Прошло три дня, а затем развернулись события! Дела приняли удачный оборот, и в течение сорока восьми часов, воображаемые биржевые операции Элек приобрели головокружительный размах. Акции стремительно повышались в цене. Вверх, вверх, неуклонно вверх! Уже превысили поминал! Выше, выше, еще выше! Пять пунктов выше номинала, десять, пятнадцать, двадцать! Двадцать пунктов чистой прибыли в спекуляции огромного масштаба, и вот воображаемые маклеры по воображаемому междугороднему телефону отчаянно завопили: "Продавайте, продавайте! Ради всех святых, продавайте!"
Элек сообщила Салли эту потрясающую новость, и он стал вторить:
– Продавай! Продавай! Смотри, не просчитайся. Теперь, когда в твоих руках все, - продавай!
Но Элек напрягла свою железную волю, поставила ее на якорь и заявила, что даже под угрозой смерти будет ждать, чтобы акции повысились еще на пять пунктов.
Это было роковое решение.
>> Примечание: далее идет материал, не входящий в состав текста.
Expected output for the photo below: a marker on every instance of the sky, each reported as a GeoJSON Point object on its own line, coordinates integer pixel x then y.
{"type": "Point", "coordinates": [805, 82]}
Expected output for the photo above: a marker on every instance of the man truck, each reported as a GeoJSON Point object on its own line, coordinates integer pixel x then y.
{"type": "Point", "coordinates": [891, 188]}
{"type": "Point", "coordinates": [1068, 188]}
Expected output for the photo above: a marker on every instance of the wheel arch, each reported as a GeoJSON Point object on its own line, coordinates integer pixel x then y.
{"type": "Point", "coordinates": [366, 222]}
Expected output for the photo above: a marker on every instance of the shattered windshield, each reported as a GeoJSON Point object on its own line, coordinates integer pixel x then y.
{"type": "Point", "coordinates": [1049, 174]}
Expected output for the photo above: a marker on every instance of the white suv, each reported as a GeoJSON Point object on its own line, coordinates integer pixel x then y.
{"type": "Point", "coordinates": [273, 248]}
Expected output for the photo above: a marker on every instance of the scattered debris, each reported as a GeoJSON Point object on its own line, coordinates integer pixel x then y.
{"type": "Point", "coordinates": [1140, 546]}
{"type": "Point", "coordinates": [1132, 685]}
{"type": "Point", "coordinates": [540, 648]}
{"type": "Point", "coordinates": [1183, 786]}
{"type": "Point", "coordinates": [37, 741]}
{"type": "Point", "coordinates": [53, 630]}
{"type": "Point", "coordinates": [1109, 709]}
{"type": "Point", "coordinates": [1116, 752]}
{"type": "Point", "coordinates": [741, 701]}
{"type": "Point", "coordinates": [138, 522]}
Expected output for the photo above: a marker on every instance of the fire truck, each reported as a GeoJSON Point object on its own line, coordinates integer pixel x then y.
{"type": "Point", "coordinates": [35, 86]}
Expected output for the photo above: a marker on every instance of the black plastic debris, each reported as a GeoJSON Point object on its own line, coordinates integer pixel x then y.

Уже следующий день ознаменовался историческим крахом, небывалым крахом, умопомрачительным крахом; Уолл-стрит трясло, вся масса самых надежных ценных бумаг за пять часов упала на девяносто пять пунктов, и можно было видеть, как мультимиллионер просит милостыню на Бауэри{153}.
Элек не ослабляла мертвой хватки и держалась до последнего, но вот наступил конец. Воображаемые маклеры спустили все ее акции. И только тогда, только после этого мужское начало в ее натуре было побеждено, а женское снова взяло верх. Заливаясь слезами, она обвила руками шею мужа.
– Я одна виновата во всем, - говорила она.
– Не прощай меня, я этого не перенесу. Мы нищие! Нищие! И я так несчастна. Свадьбы не состоятся, все это в прошлом. Теперь нам не на что купить даже дантиста.